Der Anblick ihrer Dienststelle lähmte ihre Vorsätze. Selbst die schönsten Erinnerungen an die letzten Stunden halfen nicht, sie von dem schrecklichen Ereignis des vorangegangenen Tages abzulenken. Mit jedem Schritt, den sie auf ihr Dienstzimmer zuging, näherte sie sich der Verantwortung, die mit der Ermordung ihres Kollegen und Ex-Freundes einherging. Sie konnte sich dieser schweren Verpflichtung nicht entziehen und wollte es auch nicht. Das war sie Hübner einfach schuldig. Bevor sie an ihren Arbeitsplatz eilte, hielt sie vor der Tür zu Hübners Zimmer an. Unschlüssig, ob es richtig war, einen Blick hineinzuwerfen, verharrte sie dort eine Weile, bis sie endlich die Türklinke, wie von einer fremden Hand geführt, hinunterdrückte. Lautlos öffnete sich die Tür. Vor ihr lag sein Büro, wie sie es kannte. Nichts war verändert worden. Auf seinem Schreibtisch standen immer noch seine persönlichen Sachen, seine Bilder hingen an den Wänden, sogar seine Jacke für »Notfälle« hing am Garderobenhaken. In der Sommerhitze hatte er sie nicht benötigt. Dieser Anblick versetzte ihr einen schmerzhaften Stich. Wer würde sich nun um seine persönlichen Sachen kümmern, fragte sie sich.
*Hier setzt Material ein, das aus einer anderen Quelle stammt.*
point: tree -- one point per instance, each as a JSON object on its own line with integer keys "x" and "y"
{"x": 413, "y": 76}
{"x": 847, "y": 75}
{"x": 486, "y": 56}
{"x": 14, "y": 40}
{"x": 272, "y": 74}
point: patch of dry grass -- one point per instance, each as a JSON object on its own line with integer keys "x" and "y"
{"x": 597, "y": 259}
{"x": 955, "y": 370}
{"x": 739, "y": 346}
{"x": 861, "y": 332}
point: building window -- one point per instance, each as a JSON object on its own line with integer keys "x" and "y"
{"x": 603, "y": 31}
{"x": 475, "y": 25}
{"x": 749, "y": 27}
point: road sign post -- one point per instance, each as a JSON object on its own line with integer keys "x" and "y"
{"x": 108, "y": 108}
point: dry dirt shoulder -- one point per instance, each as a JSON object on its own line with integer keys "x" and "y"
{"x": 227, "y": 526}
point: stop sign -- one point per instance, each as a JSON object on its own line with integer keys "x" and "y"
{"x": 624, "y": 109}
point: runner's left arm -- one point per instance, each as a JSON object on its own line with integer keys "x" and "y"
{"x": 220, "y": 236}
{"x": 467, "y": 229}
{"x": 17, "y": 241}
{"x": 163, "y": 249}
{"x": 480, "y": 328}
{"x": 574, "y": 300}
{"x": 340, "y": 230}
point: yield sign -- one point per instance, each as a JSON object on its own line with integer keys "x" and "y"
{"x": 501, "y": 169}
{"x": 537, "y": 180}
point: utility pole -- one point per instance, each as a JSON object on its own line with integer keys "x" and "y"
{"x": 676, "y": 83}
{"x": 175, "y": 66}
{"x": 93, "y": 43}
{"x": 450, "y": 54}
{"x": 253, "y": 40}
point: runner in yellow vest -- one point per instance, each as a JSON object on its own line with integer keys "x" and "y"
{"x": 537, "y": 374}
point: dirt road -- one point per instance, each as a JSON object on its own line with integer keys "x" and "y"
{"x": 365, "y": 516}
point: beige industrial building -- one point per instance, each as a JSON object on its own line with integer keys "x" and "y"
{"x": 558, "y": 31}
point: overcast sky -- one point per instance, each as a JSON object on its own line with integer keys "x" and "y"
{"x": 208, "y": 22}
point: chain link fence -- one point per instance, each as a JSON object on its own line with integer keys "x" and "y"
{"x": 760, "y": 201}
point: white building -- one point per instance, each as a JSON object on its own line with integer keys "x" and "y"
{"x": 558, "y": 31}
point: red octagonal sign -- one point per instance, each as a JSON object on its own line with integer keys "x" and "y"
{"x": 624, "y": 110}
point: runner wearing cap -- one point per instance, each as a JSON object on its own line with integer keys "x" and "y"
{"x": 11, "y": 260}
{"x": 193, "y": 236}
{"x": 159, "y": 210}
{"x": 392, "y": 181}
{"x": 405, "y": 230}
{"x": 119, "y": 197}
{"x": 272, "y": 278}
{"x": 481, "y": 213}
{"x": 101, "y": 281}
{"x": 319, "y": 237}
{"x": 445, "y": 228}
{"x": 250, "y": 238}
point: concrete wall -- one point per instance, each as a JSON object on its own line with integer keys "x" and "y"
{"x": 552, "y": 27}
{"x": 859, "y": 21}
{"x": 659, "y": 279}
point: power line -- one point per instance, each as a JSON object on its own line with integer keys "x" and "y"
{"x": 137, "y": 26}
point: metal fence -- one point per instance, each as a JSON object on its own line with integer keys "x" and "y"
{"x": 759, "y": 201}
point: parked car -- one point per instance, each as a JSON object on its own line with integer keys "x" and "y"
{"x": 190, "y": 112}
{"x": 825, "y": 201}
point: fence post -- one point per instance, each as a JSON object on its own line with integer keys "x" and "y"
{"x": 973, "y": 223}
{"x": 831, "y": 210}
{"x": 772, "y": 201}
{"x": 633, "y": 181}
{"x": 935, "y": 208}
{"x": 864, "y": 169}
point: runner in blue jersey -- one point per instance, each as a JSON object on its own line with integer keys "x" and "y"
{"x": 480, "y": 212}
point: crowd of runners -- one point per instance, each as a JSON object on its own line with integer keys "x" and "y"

Rasch schloss sie die Tür wieder und setzte ihren Weg fort. Wie üblich bestand ihre erste Dienstleistung des Tages darin, Kaffee aufzubrühen. Mit der Kanne in der Hand ging sie auf Kullmanns Büro zu. Er war nicht allein! Das konnte sie sich zuerst nicht erklären. Doch als sie eintrat, fiel es ihr wieder ein: An diesem Tag sollte der neue Kollege seinen Dienst antreten. Vor ihr stand ein Hüne von einem Mann. Wortlos schenkte Anke ihrem Chef Kaffee ein und wollte wieder gehen, als Kullmann sie zurückhielt.